Opposite breast surgery
Surgery on the opposite breast may be required to give you the best possible symmetry after reconstruction. This may involve a breast lift, breast reduction, or implant placement. These procedures are typically covered by insurance and can usually be performed at the time of your reconstructive procedure or on an outpatient basis.
When the nipple/areolar complex is removed by the mastectomy procedure we can reconstruct this as part of your breast reconstruction. We typically recreate the areola using tattoo techniques and recreate the nipple using either local skin or tissue from the opposite nipple. This procedure can be done during in the operating room during your breast reconstruction or as an office procedure.

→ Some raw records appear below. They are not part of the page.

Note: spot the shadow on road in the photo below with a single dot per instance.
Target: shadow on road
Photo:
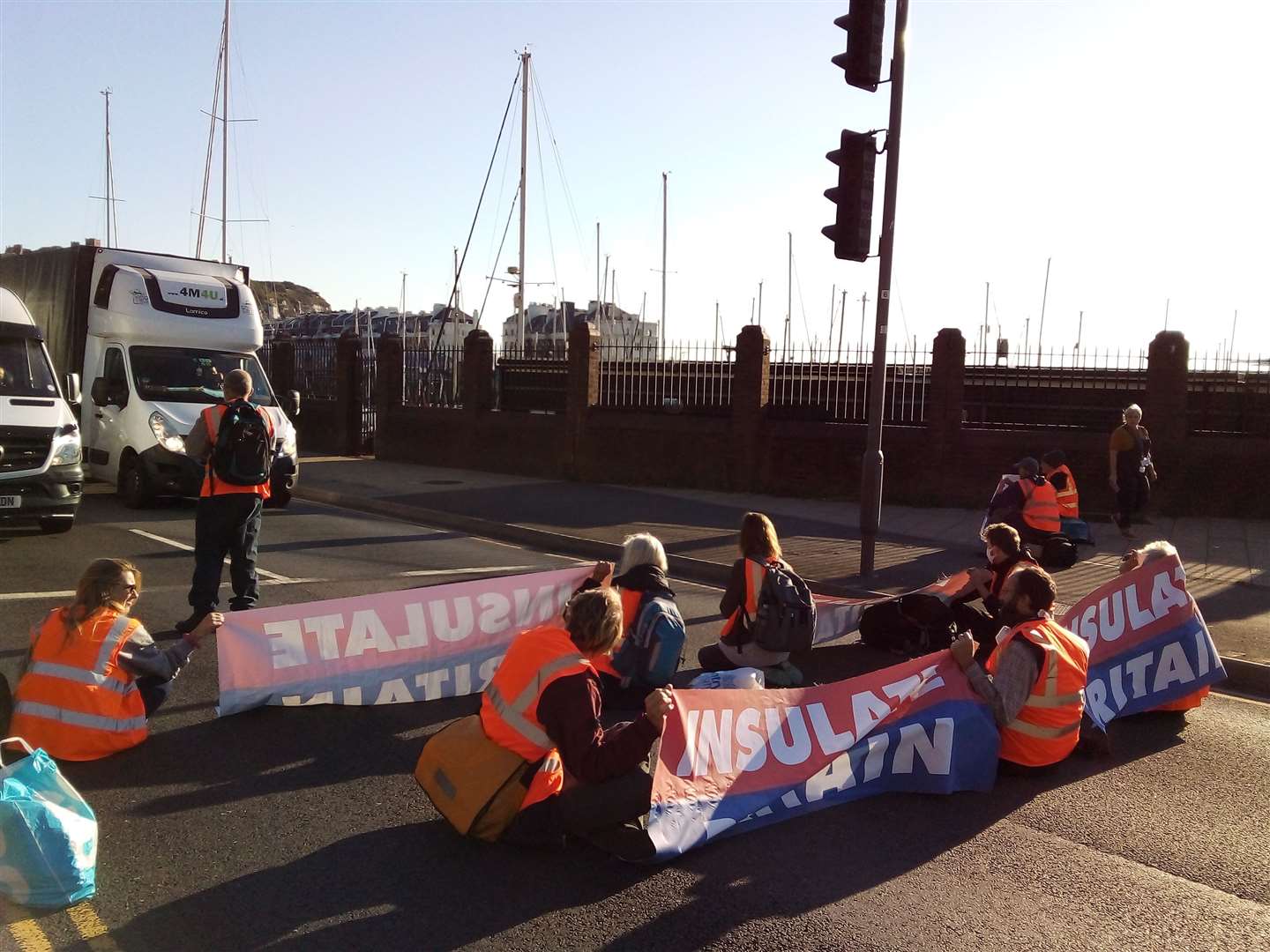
(238, 756)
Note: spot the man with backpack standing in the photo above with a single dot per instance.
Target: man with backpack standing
(235, 442)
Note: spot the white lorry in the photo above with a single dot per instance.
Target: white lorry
(155, 337)
(41, 476)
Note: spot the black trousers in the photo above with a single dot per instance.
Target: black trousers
(227, 525)
(1132, 496)
(609, 815)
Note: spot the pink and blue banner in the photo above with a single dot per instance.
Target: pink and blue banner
(383, 649)
(735, 761)
(1148, 643)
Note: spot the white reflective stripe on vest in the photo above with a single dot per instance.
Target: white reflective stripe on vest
(78, 718)
(1050, 697)
(112, 640)
(79, 675)
(513, 714)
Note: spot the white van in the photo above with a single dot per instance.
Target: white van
(41, 476)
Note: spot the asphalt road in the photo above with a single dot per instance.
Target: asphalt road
(303, 829)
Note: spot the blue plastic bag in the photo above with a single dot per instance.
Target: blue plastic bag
(48, 834)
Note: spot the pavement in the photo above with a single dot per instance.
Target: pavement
(1227, 560)
(302, 829)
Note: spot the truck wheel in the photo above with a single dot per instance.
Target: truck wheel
(133, 487)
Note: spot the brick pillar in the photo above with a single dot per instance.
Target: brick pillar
(750, 397)
(946, 395)
(348, 395)
(478, 380)
(1165, 410)
(389, 371)
(582, 395)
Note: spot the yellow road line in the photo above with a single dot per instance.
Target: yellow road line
(92, 928)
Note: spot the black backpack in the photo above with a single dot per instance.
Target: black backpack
(243, 455)
(911, 625)
(1058, 553)
(785, 617)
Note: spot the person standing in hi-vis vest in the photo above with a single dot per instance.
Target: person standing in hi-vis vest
(1035, 677)
(94, 675)
(235, 441)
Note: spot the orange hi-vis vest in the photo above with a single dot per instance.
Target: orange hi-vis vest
(755, 576)
(75, 701)
(213, 487)
(508, 709)
(1041, 505)
(1068, 499)
(1050, 724)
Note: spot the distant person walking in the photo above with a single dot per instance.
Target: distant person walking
(1131, 467)
(235, 442)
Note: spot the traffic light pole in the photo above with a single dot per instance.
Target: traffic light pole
(871, 470)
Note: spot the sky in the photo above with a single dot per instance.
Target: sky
(1117, 140)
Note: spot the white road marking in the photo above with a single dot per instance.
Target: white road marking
(183, 546)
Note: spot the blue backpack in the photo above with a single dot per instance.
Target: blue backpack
(653, 651)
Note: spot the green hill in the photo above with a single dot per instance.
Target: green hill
(291, 299)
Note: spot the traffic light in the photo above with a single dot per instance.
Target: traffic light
(863, 25)
(851, 233)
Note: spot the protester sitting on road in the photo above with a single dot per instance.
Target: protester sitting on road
(1006, 556)
(228, 521)
(1034, 678)
(1053, 467)
(1030, 504)
(1132, 470)
(94, 675)
(739, 603)
(544, 703)
(1136, 559)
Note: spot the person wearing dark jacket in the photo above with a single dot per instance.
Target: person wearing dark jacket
(1030, 504)
(758, 547)
(641, 571)
(1006, 556)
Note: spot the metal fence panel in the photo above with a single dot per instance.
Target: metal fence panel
(692, 377)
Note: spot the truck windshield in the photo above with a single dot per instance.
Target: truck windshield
(193, 376)
(25, 368)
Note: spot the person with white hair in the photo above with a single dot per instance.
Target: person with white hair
(1131, 467)
(641, 584)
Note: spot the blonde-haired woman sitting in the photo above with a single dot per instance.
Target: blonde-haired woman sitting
(94, 675)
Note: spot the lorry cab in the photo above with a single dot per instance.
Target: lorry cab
(41, 476)
(163, 333)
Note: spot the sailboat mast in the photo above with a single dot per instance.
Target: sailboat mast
(109, 175)
(225, 138)
(663, 259)
(525, 152)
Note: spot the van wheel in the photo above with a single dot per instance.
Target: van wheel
(133, 487)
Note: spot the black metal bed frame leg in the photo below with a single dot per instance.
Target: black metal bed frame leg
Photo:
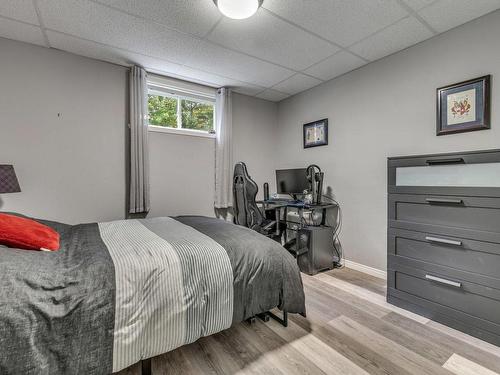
(283, 321)
(146, 366)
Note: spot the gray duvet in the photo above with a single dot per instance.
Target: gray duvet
(123, 291)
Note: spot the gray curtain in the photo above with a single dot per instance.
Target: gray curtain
(139, 150)
(223, 149)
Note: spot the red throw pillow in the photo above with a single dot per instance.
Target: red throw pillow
(27, 234)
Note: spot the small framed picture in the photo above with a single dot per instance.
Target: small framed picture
(464, 106)
(316, 133)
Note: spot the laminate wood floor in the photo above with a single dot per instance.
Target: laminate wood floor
(349, 329)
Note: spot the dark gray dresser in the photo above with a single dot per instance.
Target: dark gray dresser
(443, 240)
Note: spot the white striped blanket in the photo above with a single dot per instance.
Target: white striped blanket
(173, 286)
(124, 291)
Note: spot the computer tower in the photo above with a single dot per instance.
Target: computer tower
(320, 253)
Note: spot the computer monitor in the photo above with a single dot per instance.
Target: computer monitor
(292, 181)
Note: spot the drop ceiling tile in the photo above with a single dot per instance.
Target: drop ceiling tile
(418, 4)
(190, 16)
(101, 24)
(246, 89)
(123, 57)
(296, 84)
(403, 34)
(272, 39)
(22, 10)
(446, 14)
(335, 66)
(110, 54)
(21, 31)
(214, 79)
(212, 58)
(342, 21)
(272, 95)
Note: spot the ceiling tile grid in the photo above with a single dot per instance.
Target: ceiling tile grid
(297, 83)
(195, 17)
(447, 14)
(396, 37)
(272, 39)
(21, 10)
(289, 46)
(335, 66)
(21, 31)
(340, 21)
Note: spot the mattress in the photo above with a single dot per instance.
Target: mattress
(122, 291)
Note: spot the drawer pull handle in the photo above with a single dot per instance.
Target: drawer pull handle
(444, 201)
(444, 281)
(443, 240)
(445, 161)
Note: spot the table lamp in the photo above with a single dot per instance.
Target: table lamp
(8, 179)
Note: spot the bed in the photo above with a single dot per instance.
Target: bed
(124, 291)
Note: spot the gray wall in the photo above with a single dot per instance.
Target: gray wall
(71, 167)
(182, 166)
(388, 108)
(254, 136)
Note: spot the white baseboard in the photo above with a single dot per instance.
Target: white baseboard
(366, 269)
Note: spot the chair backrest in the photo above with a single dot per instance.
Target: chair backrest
(245, 190)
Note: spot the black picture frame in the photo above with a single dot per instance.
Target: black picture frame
(323, 140)
(480, 103)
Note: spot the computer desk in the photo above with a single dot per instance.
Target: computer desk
(277, 205)
(313, 254)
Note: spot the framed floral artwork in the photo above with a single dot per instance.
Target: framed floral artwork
(316, 133)
(464, 106)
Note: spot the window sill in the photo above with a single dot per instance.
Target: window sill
(189, 132)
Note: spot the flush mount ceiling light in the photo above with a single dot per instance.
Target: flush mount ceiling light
(238, 9)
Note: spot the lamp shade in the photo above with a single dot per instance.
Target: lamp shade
(8, 180)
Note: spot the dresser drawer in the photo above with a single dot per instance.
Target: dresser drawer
(475, 173)
(477, 257)
(473, 213)
(467, 299)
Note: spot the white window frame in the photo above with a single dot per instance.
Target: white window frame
(180, 93)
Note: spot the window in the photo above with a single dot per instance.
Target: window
(173, 110)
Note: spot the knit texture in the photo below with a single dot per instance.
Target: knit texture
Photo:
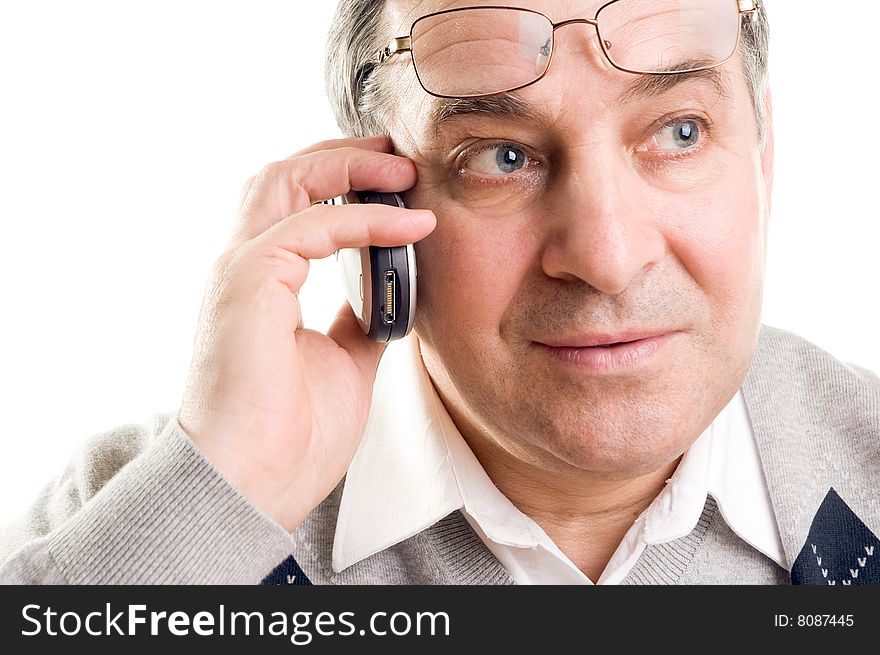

We urge you to take your time, think it over, and come to a decision about reconstruction that feels right for you. Beyond this outline, we will try to answer your questions during your consultation. Our patients have found it helpful to use these other sources of information as well:
- Other patients- We can arrange for you to talk with previous patients of ours who have undergone reconstruction or you can attend support group meetings or online chat groups.
- Books- We have copies of books available to loan if you are interested in learning more. Just ask.
- Online resources- There are multiple web sites with good information regarding breast reconstruction.